Are good photos really that important?

 

Author: Tracy

You make beautiful jewelry so why would you waste your time taking crappy photos? I find this question amusing because I too have been caught in the photo shame syndrome (especially if I need to push something to market quickly). Just as you spend a lot of time and talent creating beautiful jewelry, chintzing on the photography is pretty much a waste of your time, money and effort.

Yesterday, I was speaking with the Stacey Duffy of HybridHer.com and I asked her what she looks at when considering picking up a new designer for her trunk shows. She said the number one turnoff was BAD photography. Our discussion led to a bigger topic of the importance of not only good pictures of your work but also a great picture of yourself.

Your photos (whether headshots or product shots) are the first representation of your brand in the world. I have said this before and I'll say it again, in the beginning, you are not only selling jewelry, you are selling YOU.

If you can't afford to hire a professional photographer, you can still take good pictures.

 Useful Tips:

For your headshot, have a friend take your picture with a good camera in bright, soft lighting. You can hire someone on Fiverr.com to do some light touching up in Photoshop if it needs a few tweaks and it's only 5 bucks.

For your jewelry product shots, if you aren't a pro, the best option is to hire a pro that works with jewelry regularly. If that is not in your budget initially, purchase a camera with a macro lens and learn how to edit the images in Photoshop or an editing software for a clean background. YouTube has a ton of tutorials (or go to Fiverr.com). Remember, the less fussy the image is the easier it is for the buyer to consider your work. Typically, for line sheets, a white background is best. If you are shooting lifestyle shots, you can get more creative with the backdrop.

I can talk on the topic of photography for days…..

We have some exciting news! Our first program is launching (at a discount) for a limited time only on July 24th. Make sure you are on our email list to get on the list for early admission.

Tweet this:

Are good photos of your jewelry really that important? @Flourish_Thrive has some great advice http://bit.ly/NiekA2

Do you have jewelry product shot shame? Check out some quick tips from @Flourish_Thrive http://bit.ly/NiekA2

Why is photography so important to jewelry buyers? Find out via @Flourish_Thrive http://bit.ly/NiekA2

We want to know this:

What are your struggles in taking good photography? If you take great photos yourself, do you have any tips you would like to share? Leave your answers and feedback in the comments below.

Yep and sharing is caring, so spread the word on Facebook and Twitter.

7 Comments

  1. June on July 18, 2012 at 7:05 pm

    I think I’m pretty good at taking my own photos. When I got started, my husband bought me a new camera. Not an DSLR, but one that was much better than the one I had. People have asked me for tips, and all I can really say is everything they’ve probably been told, which is, natural, indirect sunlight, and lots of practice. I’ve tried using light boxes for times when it’s not sunny, but haven’t had much luck with them. I will have to practice with them, in case I ever move somewhere like Seattle or London.
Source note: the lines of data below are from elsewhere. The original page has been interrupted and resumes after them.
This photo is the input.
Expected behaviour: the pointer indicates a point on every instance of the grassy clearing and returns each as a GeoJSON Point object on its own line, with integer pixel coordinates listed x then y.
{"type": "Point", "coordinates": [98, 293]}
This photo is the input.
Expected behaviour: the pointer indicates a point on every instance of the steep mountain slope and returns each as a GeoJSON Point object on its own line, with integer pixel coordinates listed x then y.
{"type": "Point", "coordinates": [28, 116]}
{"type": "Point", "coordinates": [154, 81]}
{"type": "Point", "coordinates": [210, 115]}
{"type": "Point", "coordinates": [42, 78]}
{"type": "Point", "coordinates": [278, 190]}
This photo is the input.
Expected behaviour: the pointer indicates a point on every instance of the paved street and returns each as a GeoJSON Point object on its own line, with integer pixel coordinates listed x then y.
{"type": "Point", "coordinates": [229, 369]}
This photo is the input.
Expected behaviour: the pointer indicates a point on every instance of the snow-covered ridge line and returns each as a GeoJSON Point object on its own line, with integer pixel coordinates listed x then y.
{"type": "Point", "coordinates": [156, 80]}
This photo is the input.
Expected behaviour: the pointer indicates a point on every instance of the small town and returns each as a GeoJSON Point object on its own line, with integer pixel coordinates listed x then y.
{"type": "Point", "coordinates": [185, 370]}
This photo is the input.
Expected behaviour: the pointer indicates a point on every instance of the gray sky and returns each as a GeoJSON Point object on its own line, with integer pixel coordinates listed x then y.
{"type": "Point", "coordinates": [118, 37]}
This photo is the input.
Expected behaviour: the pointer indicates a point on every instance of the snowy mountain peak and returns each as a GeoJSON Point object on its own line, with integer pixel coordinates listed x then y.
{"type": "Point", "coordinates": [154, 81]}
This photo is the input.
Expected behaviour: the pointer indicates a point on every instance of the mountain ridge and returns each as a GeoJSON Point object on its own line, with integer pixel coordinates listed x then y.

    Most recently, I have been dabbling with a DSLR because I like the artsy bokeh shots. I personally like taking the photos, and I try to make it fun by playing around with the background.

    • Tracy Matthews on July 20, 2012 at 3:19 pm

      June thanks for your comments. I used to try a light box too and it’s tricky. My fave photog always used natural light. I love what she has always done. Thanks for your insight!

      Tracy

  2. Peggy Li Creations Handmade Jewelry on July 20, 2012 at 2:43 pm

    Good jewelry photography is absolutely a must and can be done at home — light is key and as mentioned, there are many tutorials on YouTube to help you. A tip is to use “bounce cards” — I hold up a piece of bright white paper — to help reflect light onto your object how you would like (and help eliminate the enemy, shadows).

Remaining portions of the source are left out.